Prise en charge des jeunes majeurs - Un département ne peut pas légalement la limiter aux mineurs qu’elle a pris en charge sur un temps déterminé
Prise en charge des jeunes majeurs - Un département ne peut pas légalement la limiter aux mineurs qu’elle a pris en charge sur un temps déterminé
Par un arrêt du 29 mai 2019, le Conseil d’Etat a jugé que si un département dispose d’une marge d’appréciation pour continuer à prendre en charge un jeune majeur, il ne peut en revanche pas prévoir une condition tenant à une durée minimale de prise en charge de ce jeune majeur durant sa minorité.
En l’espèce, le jeune A., mineur isolé étranger placé quelques mois auprès de l’aide sociale à l’enfance du Bas-Rhin avant de devenir majeur, avait demandé au président du conseil général du Bas-Rhin de le prendre en charge en tant que jeune majeur. Toutefois, ce président a rejeté sa demande au motif qu’il n’avait pas été pris en charge pendant plus d’un an. M. A. a alors demandé au tribunal administratif de Strasbourg d’annuler ce refus et ce tribunal a fait droit à sa requête.
Saisie à son tour, et s’appuyant sur les articles L. 111-1, L. 111-4, L. 121-3, L. 121-4 et L. 223-1 du code de l'action sociale et des familles, la haute assemblée indique « que le président du conseil général dispose d'un large pouvoir d'appréciation pour accorder ou maintenir, en fonction de critères qu'il lui appartient de déterminer, la prise en charge par le service de l'aide sociale à l'enfance d'un jeune majeur de moins de vingt et un ans éprouvant des difficultés d'insertion sociale faute de ressources ou d'un soutien familial suffisants ».
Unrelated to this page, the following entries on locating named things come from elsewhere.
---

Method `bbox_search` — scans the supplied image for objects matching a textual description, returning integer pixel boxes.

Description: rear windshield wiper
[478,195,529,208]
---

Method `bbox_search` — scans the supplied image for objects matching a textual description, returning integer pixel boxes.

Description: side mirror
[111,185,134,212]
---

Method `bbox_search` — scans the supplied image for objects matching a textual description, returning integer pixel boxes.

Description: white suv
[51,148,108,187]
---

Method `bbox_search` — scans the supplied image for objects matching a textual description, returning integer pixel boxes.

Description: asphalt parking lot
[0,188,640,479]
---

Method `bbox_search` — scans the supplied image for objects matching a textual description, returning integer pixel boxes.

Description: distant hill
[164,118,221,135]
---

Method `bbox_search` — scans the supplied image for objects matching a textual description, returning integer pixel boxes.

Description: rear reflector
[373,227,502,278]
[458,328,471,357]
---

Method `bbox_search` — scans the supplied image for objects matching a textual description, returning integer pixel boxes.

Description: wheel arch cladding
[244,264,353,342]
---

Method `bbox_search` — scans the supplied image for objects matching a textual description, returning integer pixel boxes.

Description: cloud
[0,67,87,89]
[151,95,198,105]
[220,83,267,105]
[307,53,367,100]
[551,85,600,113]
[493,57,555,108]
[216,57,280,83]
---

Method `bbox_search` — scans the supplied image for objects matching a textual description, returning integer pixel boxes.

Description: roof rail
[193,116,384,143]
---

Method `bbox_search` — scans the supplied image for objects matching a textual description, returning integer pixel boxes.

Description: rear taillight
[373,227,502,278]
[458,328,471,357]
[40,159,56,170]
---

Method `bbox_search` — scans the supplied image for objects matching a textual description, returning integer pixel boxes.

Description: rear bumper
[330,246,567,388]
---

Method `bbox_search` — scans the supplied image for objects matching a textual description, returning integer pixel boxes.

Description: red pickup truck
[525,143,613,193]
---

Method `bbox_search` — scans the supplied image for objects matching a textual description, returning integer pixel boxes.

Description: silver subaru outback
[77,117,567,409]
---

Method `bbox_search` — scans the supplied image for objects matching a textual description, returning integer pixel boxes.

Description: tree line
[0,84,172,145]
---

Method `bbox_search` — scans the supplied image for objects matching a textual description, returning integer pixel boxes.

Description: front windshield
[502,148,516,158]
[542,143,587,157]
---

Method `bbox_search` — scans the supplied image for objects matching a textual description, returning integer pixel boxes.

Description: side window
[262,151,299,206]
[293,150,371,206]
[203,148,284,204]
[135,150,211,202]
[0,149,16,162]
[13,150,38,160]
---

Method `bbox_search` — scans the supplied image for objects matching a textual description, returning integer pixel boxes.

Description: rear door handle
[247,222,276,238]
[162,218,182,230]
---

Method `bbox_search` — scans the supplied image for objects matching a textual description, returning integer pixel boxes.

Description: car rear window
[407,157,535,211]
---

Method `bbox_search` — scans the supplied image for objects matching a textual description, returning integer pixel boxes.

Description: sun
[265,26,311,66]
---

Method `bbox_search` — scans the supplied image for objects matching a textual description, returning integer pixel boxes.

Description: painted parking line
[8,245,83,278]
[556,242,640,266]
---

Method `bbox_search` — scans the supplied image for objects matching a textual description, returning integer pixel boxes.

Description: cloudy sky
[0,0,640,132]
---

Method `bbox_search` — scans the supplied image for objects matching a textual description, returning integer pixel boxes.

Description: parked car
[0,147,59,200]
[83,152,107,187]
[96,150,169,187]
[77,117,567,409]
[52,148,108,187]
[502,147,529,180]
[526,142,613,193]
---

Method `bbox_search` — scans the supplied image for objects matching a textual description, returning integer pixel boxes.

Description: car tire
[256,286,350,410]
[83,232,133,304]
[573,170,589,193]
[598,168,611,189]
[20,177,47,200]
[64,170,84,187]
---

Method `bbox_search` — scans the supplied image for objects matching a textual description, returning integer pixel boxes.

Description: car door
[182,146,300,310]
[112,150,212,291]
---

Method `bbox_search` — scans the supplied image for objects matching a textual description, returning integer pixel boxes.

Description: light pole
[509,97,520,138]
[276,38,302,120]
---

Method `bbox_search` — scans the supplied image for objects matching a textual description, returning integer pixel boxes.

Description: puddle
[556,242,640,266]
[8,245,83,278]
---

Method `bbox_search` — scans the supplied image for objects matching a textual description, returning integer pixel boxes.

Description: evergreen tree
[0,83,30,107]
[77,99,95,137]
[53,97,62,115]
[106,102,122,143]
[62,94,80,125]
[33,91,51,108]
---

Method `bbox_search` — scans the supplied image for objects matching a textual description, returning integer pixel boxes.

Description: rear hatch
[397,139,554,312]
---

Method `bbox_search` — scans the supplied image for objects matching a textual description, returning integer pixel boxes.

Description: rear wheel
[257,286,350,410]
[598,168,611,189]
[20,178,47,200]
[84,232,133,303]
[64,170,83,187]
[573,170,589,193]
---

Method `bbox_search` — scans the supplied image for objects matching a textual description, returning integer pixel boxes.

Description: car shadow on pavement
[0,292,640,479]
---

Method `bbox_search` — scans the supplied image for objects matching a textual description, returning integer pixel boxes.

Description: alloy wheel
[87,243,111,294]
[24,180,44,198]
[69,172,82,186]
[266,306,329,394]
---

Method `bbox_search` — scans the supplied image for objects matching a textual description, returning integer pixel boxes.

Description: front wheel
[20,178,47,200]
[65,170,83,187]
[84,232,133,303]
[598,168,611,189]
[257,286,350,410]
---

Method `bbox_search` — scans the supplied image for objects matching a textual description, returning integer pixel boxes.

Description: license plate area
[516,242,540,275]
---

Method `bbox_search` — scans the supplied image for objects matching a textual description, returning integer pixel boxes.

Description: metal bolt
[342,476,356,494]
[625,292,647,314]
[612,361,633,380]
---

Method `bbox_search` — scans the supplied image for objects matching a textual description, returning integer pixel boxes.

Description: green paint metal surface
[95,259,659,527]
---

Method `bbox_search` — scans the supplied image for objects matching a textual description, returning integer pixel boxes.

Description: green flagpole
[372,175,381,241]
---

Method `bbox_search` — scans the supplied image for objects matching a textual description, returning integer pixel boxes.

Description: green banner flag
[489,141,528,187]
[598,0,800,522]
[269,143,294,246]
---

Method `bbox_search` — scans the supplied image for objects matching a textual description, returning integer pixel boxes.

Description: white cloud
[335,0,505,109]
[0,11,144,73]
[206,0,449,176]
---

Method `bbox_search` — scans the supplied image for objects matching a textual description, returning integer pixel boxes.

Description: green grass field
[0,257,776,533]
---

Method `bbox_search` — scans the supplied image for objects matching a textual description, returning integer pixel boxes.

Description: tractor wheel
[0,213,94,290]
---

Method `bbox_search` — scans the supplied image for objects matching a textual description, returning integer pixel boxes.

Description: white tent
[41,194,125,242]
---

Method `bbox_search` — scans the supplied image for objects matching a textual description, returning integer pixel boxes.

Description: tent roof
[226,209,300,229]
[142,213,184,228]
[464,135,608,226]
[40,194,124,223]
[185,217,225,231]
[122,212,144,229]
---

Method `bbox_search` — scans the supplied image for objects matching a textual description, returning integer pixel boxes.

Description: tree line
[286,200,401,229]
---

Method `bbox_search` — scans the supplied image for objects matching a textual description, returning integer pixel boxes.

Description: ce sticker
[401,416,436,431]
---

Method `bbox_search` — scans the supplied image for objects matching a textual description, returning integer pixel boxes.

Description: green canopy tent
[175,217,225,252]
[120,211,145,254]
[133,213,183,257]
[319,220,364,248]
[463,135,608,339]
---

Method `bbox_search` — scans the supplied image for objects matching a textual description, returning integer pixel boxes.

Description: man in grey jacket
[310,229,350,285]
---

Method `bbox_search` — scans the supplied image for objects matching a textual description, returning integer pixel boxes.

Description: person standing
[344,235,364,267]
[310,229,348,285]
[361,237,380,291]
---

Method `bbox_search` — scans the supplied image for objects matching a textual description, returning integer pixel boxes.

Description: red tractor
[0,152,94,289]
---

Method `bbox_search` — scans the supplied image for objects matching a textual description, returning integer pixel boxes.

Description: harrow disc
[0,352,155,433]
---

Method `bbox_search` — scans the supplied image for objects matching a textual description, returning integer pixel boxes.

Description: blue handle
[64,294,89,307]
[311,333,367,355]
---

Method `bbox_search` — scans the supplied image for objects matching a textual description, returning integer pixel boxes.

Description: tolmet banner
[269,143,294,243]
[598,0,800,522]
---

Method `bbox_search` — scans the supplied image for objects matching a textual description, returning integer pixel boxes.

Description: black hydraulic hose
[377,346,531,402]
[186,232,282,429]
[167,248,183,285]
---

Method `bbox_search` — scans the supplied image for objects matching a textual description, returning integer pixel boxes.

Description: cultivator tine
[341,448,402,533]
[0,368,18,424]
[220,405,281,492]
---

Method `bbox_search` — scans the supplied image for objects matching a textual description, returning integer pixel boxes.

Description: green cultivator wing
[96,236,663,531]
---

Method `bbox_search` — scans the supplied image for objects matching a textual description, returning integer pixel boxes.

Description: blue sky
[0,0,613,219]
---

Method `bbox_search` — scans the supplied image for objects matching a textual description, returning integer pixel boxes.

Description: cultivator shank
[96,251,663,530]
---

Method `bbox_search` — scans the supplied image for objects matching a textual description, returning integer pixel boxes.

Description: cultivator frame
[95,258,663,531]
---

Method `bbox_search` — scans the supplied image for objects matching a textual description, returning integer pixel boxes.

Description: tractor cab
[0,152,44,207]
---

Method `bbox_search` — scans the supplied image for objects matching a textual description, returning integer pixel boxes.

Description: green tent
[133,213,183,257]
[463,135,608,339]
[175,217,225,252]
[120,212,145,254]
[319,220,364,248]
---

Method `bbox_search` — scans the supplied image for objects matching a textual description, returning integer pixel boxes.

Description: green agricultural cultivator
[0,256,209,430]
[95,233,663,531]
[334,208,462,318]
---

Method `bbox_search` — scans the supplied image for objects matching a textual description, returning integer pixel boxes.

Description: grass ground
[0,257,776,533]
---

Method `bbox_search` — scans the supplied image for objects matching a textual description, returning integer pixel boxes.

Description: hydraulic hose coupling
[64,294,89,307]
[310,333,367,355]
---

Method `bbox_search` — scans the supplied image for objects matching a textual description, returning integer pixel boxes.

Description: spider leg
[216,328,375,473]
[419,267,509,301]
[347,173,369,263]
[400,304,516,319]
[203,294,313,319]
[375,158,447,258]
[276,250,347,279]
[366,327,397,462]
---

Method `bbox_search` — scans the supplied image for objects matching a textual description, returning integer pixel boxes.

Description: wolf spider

Toutefois, s’appuyant sur les articles L. 111-1, L. 111-4, L. 121-3, L. 121-4 et L. 223-1 du code de l'action sociale et des familles, les juges du Palais-Royal affirme « que le département a l'obligation de verser celles des prestations d'aide sociale que la loi met à sa charge à toute personne en remplissant les conditions légales. Lorsque les conditions d'attribution ou les montants des prestations sont déterminées par les lois et décrets qui les régissent, le règlement départemental d'aide sociale ne peut édicter que des dispositions plus favorables. En l'absence de conditions ou montants précisément fixés par les lois et décrets, si le règlement départemental d'aide sociale peut préciser les critères au vu desquels il doit être procédé à l'évaluation de la situation des demandeurs, il ne peut fixer de condition nouvelle conduisant à écarter par principe du bénéfice des prestations des personnes qui entrent dans le champ des dispositions législatives applicables. Enfin, pour les prestations d'aide sociale qu'il crée de sa propre initiative, le département définit, par le règlement départemental d'aide sociale, les règles selon lesquelles ces prestations sont accordées ».
Or, « si, compte tenu de l'objet de la mesure considérée, l'existence et la durée de sa prise en charge antérieure par le service de l'aide sociale à l'enfance sont au nombre des critères sur lesquels un département peut légalement se fonder pour accorder ou maintenir la prise en charge par le service de l'aide sociale à l'enfance d'un jeune majeur de moins de vingt et un ans éprouvant des difficultés d'insertion sociale faute de ressources ou d'un soutien familial suffisants, le président du conseil général ne pouvait légalement refuser cette prise en charge à M. A. au seul motif, et sans procéder à l'évaluation de sa situation, qu'il ne remplissait pas la condition fixée par le règlement d'aide sociale du Bas-Rhin imposant d'avoir bénéficié d'une prise en charge antérieure par le service de l'aide sociale à l'enfance au cours de sa minorité pendant un an au moins ".
Par suite, le tribunal administratif de Strasbourg, qui ne s'est pas mépris sur la portée de la décision du 17 janvier 2014 en relevant que le président du conseil général n'avait pas procédé à l'appréciation particulière de la situation de M. A. mais s'était fondé sur la seule circonstance qu'il n'avait pas été pris en charge pendant au moins un an avant sa majorité, n'a pas commis d'erreur de droit en jugeant cette décision illégale ».